What is Customer Segmentation?
Customer segmentation refers to the division of the customer base into specific types according to purchasing behaviour patterns. Understanding the various types of customers that you may encounter while attempting to sell products or services is an important part of the marketing process.
Table of Content
- 1 What is Customer Segmentation?
- 2 Customer Segmentation
- 3 Customer Segmentation Strategy
A peek into the psychology of how and why purchase decisions are made is a valuable asset for any business owner.
Customer segmentation can be categorized into this segmentation:
- Ready-to-Buy Customers
- Potential Customers
- Repeat Customer
- Sale or Discount Customers
- Impulse Buying Customers
Ready-to-buy customers often have a sense of urgency. They have done some preliminary research or at least have an idea of something that they need. Because there is an actual need, the issue for a salesperson or service provider becomes finding out what the requirement is and filling it.

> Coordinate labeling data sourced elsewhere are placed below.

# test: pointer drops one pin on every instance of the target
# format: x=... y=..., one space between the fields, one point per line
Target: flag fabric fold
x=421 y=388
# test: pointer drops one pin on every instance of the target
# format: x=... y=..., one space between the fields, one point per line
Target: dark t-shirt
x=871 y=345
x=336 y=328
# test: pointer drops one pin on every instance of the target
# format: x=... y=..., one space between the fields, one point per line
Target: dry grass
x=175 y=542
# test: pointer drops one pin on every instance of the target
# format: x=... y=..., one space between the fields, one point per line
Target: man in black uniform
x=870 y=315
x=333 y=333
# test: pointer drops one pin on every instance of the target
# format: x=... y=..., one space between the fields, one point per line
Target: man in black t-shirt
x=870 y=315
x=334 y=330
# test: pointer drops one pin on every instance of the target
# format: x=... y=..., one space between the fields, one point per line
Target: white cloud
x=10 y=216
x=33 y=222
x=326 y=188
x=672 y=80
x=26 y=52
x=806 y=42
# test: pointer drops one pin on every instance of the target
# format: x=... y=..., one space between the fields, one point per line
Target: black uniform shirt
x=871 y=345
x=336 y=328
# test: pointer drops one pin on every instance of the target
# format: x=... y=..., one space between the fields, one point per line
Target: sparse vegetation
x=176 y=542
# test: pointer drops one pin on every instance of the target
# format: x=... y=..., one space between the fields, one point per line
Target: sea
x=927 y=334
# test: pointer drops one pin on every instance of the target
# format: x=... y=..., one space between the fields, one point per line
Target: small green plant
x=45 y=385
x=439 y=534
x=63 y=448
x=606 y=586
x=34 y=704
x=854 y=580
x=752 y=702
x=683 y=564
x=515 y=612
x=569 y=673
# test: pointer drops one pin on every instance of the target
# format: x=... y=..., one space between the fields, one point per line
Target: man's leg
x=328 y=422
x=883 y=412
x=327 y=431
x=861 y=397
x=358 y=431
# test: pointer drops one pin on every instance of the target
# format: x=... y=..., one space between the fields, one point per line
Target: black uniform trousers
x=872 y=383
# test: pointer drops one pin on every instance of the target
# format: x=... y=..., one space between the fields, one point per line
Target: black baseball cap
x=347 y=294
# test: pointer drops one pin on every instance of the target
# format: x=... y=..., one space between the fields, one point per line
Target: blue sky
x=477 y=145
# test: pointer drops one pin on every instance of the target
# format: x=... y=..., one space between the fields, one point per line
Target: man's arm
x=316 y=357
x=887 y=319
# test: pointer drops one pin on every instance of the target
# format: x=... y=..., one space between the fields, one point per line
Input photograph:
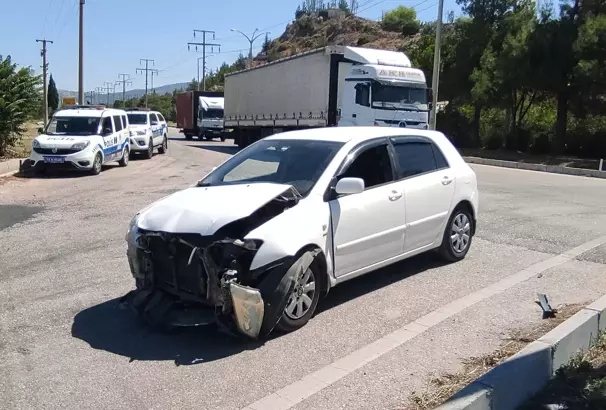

Once you demonstrate that you have what the customer needs, they can become a client. If what they need is ongoing, they could become a valuable repeat customer. Therefore, handle the situation in the best way possible for the most lucrative outcome, which is to gain a repeat customer.
While every person who enters a store or visits a website has the potential of becoming a customer, many of these types of customers are simply gathering information or browsing. This kind of customer is usually in no hurry to make a purchase, given that there is no urgent need to do so.
This is when having a sales message strategy in place can be helpful, so that you can present it to them and more easily make a sale or sign someone up for a service.
The most loyal customer is a repeat customer or one who regularly uses a company’s services and purchases its products. This type of customer is the lifeblood of the business and should be respected as such. Because they were satisfied the first time, they returned for more services or products.
Therefore, as long as you continue to satisfy their needs, you have a repeat customer. It has been estimated that it can take up to five times more work to replace a loyal customer as it would to simply continue to service them well enough to keep them.
Sale or Discount Customers
Sale or discount customers always shop for the best deals available on the items they want to purchase. They are a regular fixture at stores to find store-only sales and avidly read newspaper ads, store circulars and pay attention to local deals.
They may also conduct price comparisons online before heading out to visit a store. Most of their purchasing decisions are based upon how high the markdown in a sale is at any given time.
Impulse Buying Customers
Customers who make purchasing decisions based upon a whim or a great sales presentation usually are not in a position of needing anything in particular. They may arrive at a store or website to buy something they do need but then stay to look at other items. Often, this type of customer will make a decision on the spot for something that seems good to them at some particular time for a need-based reason.
Customer Segmentation Strategy
Once a business has identified its target market–the people most likely to purchase its goods and services it may divide the customers further using segmentation strategies. Customers in these segments share one or more characteristics. Using this knowledge, the individual responsible for marketing a small business develops specific plans to reach these targeted customers effectively.
Segmentation allows companies to build relationships and loyalty in customers by better providing for their wants and needs. Although a company could use countless variables to segment its overall market, there are a few variables that are most commonly used for customer segmentation:
Demographic segmentation involves dividing the customer market using variables such as gender, age, income, level of education, occupation, socio-economic status, type of family(traditional, divorced, single parent), religion, language, culture and nationality.
For example, a product may succeed in one area of the country and fail in another due to the concentration of a particular culture or nationality. Toys and clothes are usually marketed to particular ages and genders, and some services are created specifically for those in a particular income bracket (e.g.housekeepers, nannies, landscapers).
If your target market is families with young children, a demographic marketing strategy would have you searching for advertising opportunities in magazines, online newsletters, websites and other publications that cater to these families.
Geographical segmentation divides the market according to a specific location and can refer to an overall country or state or can be divided further by neighbourhood. Geographical segmentation can also use variables like climate, size of city or town, rural or metropolitan area, and type of landscape (mountainous, beachside or farmland).
This allows companies to determine the kinds of products that are useful or necessary in specific areas. For example, a company specializing in surfboards and other beach sports equipment will focus its efforts on states such as Florida and California where surfing is a popular sport.
This strategy allows for targeted communication as well. If the company is using billboards in a beach area, the message is more likely to reach its intended target than placing the same billboard ad in the middle of a city.
The psychographic strategy divides the customer market according to values and lifestyles, social status and personality type. This type of segmentation separates the market by how a person living a certain lifestyle responds to the consideration and purchase of a product or service. Interests, attitudes, opinions and values all contribute to a person’s view toward a product or service.
For example, those with liberal political views may not be interested in a new book authored by a very conservative author. Using this strategy, a company can present its products in a way that makes them attractive to a particular group, according to their status, personality or values. Higher social classes may be more open to additional services, features and exclusive sales, as an example.
The behavioural segmentation strategy means that the company uses information obtained regarding its customers’ needs and their reactions to the needs. Behaviours may include customer loyalty to a particular brand; paying the asking price for purchases or living on a restricted budget; repeat purchases or first-time customers; or customers who are ready to purchase or ready to compare to what they have seen elsewhere.
Customers segmented using this strategy may also be divided according to the way they use the product or service or the intensity with which they use it. For example, a customer who hires a cleaning service once a week versus one who hires the same service once every six months.
If a company realizes that there is a need for additional choices from a line of products in order to provide more variety to a loyal customer, it can develop the products based on the knowledge received via this segmentation strategy.